Wessels notes that the global defence industry is considering the development of secure sensitive communication systems, as a result of the Edward Snowden scandal last year, during which the former employee of the Central Intelligence Agency and National Security Agency (NSA) leaked top-secret NSA documents, indicating the organisation was conducting global surveillance of private citizens without their knowledge, to various media organisations.
He further adds that industry is increasing its focus on providing improved command and control systems, which will provide commanders with field intelligence and information, thereby easing tactical decision-making.
Wessels highlights that there is a trend among countries to procure fewer, but more expensive, precision weapons, as these weapons are more accurate, limiting collateral damage as much as possible. “The defence industry is becoming more sensitive and, if we accept that conflict and war are constant threats, the thinking of the industry is that it should be conducted as precisely and humanely as possible.”
Denel Group CEO Riaz Saloojee declared, in a media statement in July 2013, that the group’s “five-year budget cycle indicates that there will be significant revenue growth over the medium term,” which, he added, would continue to keep the company profitable and sustainable in the foreseeable future.
He added that Denel’s strategy focused on growing revenue, improving costs and efficiencies, strengthening the balance sheet, transformation and modernisation.
Wessels explains that all the business areas of Denel are investing in modernisation programmes.

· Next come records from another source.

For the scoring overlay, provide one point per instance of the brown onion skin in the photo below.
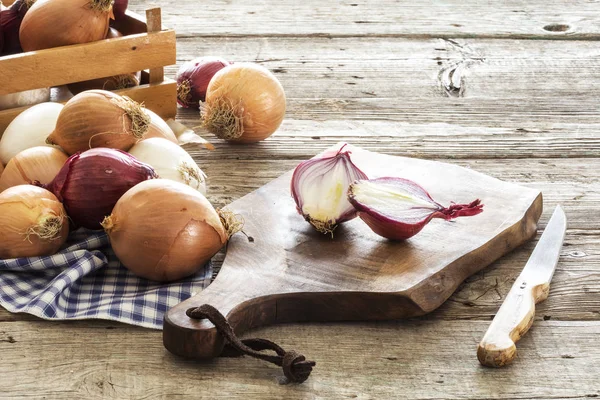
(55, 23)
(90, 183)
(9, 232)
(259, 93)
(159, 230)
(113, 33)
(10, 22)
(91, 119)
(197, 73)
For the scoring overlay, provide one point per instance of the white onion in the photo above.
(26, 98)
(29, 129)
(170, 162)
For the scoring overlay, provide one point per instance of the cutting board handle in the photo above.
(198, 338)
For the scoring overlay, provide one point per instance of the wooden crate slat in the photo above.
(160, 98)
(62, 65)
(131, 24)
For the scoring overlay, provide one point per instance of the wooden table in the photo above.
(507, 88)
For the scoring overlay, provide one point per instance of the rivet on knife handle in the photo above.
(517, 312)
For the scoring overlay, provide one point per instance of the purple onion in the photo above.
(398, 208)
(119, 8)
(193, 78)
(319, 188)
(90, 183)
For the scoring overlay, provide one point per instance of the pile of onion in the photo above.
(33, 222)
(29, 129)
(90, 183)
(170, 161)
(40, 164)
(54, 23)
(244, 103)
(164, 230)
(98, 118)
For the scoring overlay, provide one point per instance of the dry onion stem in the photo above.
(191, 172)
(48, 228)
(223, 118)
(135, 111)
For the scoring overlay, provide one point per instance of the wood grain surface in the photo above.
(527, 111)
(288, 272)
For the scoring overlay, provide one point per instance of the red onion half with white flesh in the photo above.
(398, 209)
(319, 188)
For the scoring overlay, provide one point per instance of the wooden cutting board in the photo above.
(285, 271)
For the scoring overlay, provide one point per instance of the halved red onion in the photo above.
(319, 187)
(398, 208)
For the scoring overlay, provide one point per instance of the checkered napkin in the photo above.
(86, 281)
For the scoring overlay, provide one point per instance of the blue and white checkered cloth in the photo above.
(87, 281)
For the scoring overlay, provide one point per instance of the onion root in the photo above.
(48, 228)
(191, 172)
(224, 119)
(101, 5)
(108, 224)
(140, 121)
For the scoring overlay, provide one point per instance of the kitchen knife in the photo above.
(516, 314)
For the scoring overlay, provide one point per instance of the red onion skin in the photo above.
(1, 37)
(197, 73)
(119, 8)
(10, 23)
(90, 183)
(395, 229)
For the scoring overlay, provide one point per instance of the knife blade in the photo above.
(516, 314)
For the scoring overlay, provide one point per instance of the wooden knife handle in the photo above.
(513, 320)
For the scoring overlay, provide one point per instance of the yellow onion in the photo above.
(54, 23)
(116, 82)
(40, 164)
(98, 118)
(33, 222)
(244, 103)
(165, 230)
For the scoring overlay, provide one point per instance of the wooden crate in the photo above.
(145, 47)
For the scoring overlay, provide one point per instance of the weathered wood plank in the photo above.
(555, 19)
(432, 128)
(405, 69)
(411, 360)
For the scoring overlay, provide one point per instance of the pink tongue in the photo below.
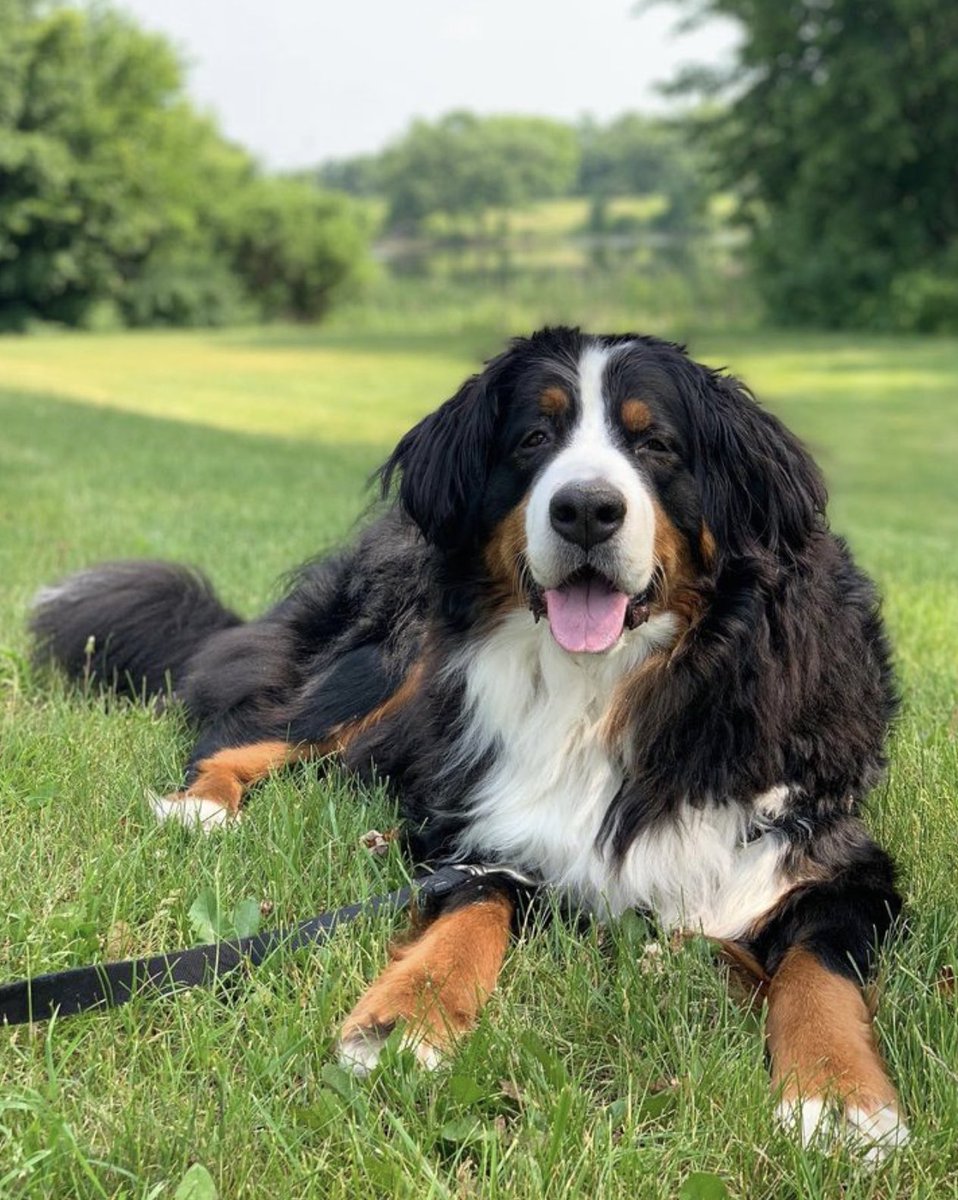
(586, 616)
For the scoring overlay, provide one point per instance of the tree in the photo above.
(641, 155)
(117, 198)
(463, 165)
(839, 139)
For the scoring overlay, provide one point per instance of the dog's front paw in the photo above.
(868, 1127)
(360, 1047)
(193, 811)
(405, 996)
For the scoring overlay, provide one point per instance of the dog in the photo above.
(600, 635)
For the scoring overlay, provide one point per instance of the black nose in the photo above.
(587, 514)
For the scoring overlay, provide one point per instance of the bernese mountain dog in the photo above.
(600, 639)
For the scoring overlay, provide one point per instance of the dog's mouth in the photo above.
(587, 613)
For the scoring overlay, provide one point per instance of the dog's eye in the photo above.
(537, 438)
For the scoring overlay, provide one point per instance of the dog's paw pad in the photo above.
(193, 811)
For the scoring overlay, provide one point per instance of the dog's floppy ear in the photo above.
(760, 487)
(443, 461)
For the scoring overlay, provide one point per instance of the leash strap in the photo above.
(108, 984)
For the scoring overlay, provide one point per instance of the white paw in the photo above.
(873, 1134)
(191, 810)
(360, 1051)
(809, 1119)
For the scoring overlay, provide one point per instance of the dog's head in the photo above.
(594, 475)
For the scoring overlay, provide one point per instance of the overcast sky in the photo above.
(301, 81)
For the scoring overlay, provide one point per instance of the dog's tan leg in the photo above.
(220, 783)
(436, 985)
(824, 1051)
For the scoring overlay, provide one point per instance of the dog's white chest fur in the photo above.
(539, 711)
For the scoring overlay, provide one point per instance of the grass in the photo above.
(598, 1068)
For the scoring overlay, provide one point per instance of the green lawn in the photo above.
(598, 1069)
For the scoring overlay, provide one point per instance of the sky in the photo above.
(301, 81)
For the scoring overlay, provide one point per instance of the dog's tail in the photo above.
(131, 625)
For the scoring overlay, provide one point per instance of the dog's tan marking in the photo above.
(225, 777)
(636, 415)
(820, 1037)
(554, 400)
(504, 557)
(707, 545)
(436, 985)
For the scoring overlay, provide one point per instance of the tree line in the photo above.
(463, 166)
(833, 130)
(120, 204)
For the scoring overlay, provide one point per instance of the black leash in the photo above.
(108, 984)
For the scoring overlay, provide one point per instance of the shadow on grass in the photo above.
(82, 483)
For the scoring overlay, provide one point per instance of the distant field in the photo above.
(246, 450)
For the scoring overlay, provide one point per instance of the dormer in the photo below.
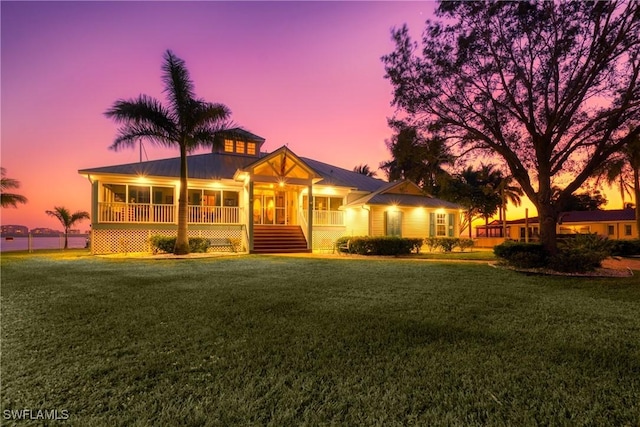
(239, 141)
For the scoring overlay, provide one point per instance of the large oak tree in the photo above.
(551, 88)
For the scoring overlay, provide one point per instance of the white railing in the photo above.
(214, 215)
(135, 212)
(328, 217)
(166, 214)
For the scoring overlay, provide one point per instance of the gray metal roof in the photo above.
(199, 166)
(334, 175)
(410, 200)
(225, 165)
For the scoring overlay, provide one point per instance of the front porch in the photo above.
(145, 213)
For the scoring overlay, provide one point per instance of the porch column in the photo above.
(310, 217)
(250, 212)
(95, 202)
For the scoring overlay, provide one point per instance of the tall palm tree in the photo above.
(9, 199)
(186, 122)
(67, 219)
(364, 170)
(417, 158)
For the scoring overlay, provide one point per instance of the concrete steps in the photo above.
(269, 239)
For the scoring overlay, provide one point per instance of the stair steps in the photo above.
(269, 239)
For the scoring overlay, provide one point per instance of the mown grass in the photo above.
(254, 340)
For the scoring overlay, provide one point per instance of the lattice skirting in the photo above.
(324, 238)
(111, 241)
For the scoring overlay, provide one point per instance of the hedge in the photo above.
(167, 244)
(384, 245)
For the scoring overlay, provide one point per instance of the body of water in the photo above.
(22, 243)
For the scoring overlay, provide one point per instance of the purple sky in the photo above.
(306, 74)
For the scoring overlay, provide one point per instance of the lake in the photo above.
(22, 243)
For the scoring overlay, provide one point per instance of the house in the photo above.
(613, 224)
(260, 202)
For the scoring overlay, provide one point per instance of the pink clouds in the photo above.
(307, 74)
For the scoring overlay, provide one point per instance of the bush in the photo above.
(364, 245)
(625, 247)
(167, 244)
(522, 255)
(465, 244)
(447, 244)
(580, 253)
(162, 244)
(571, 260)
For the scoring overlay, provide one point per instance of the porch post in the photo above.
(95, 202)
(310, 217)
(250, 212)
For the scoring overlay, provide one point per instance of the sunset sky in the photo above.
(306, 74)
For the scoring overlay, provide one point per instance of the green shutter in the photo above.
(393, 220)
(432, 224)
(451, 224)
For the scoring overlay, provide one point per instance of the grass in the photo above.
(251, 340)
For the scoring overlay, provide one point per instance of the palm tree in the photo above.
(417, 158)
(67, 219)
(187, 122)
(9, 199)
(364, 170)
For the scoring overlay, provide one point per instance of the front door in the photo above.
(270, 207)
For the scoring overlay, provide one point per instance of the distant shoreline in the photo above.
(57, 234)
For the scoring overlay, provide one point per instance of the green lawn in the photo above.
(252, 340)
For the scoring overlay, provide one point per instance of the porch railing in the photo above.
(326, 217)
(135, 213)
(117, 212)
(214, 215)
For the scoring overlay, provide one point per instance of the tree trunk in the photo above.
(636, 187)
(547, 220)
(182, 240)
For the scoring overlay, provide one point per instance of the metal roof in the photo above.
(339, 177)
(225, 165)
(200, 166)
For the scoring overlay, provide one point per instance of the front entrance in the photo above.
(273, 207)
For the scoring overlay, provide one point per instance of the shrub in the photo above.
(571, 260)
(522, 255)
(199, 244)
(465, 244)
(580, 253)
(166, 244)
(432, 243)
(625, 247)
(447, 244)
(162, 244)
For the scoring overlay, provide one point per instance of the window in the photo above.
(230, 198)
(441, 225)
(139, 194)
(162, 196)
(240, 147)
(393, 223)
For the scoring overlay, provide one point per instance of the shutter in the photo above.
(451, 224)
(432, 224)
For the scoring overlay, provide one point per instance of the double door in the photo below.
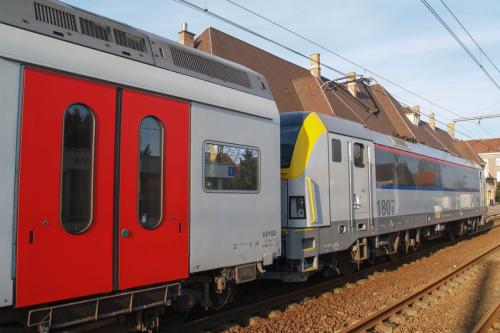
(103, 189)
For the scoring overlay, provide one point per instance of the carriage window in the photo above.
(231, 168)
(77, 169)
(150, 173)
(359, 155)
(336, 151)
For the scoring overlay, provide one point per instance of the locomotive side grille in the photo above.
(55, 17)
(209, 67)
(95, 30)
(129, 40)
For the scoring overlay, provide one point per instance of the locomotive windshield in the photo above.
(291, 122)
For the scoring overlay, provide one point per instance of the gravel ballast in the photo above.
(335, 310)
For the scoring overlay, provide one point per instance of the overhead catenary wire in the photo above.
(460, 42)
(239, 26)
(470, 36)
(210, 13)
(347, 60)
(324, 48)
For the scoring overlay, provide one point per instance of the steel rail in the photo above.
(237, 314)
(385, 313)
(488, 319)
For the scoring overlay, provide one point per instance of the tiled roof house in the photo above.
(299, 89)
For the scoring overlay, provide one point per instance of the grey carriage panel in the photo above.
(421, 149)
(9, 99)
(28, 47)
(228, 228)
(64, 22)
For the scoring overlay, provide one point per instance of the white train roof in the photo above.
(51, 34)
(354, 129)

The ammunition-manufacturing arm of Denel, Pretoria Metal Pressings, is modernising its plant to produce ammunition more effectively and is aiming to create variants of the ammunition it currently produces. Creating a variety of niche 7.62-mm- calibre firearm rounds, for example, will enable the company to be more competitive.
Denel’s Overberg Test Range business arm is considering the development of a miniature, mobile test range, which will enable the company to conduct tests in other countries.
“I am positive about the future of Denel in light of the order pipeline, the successful transformation of the business, the quality of human resources available and the industrial partnerships we have forged locally and internationally,” Saloojee notes.
Wessels highlights that, although Denel is expanding, it can be challenging to secure experienced engineers, as the defence industry is not regarded as being as appealing as other industries, such as information technology.
However, he adds that Denel’s image has greatly improved over the years – not only has the number of young engineers approaching the company for jobs increased, but within just two of the Group’s divisions, Denel Dynamics and DLS, more than 120 professionals have been employed in the last seven months.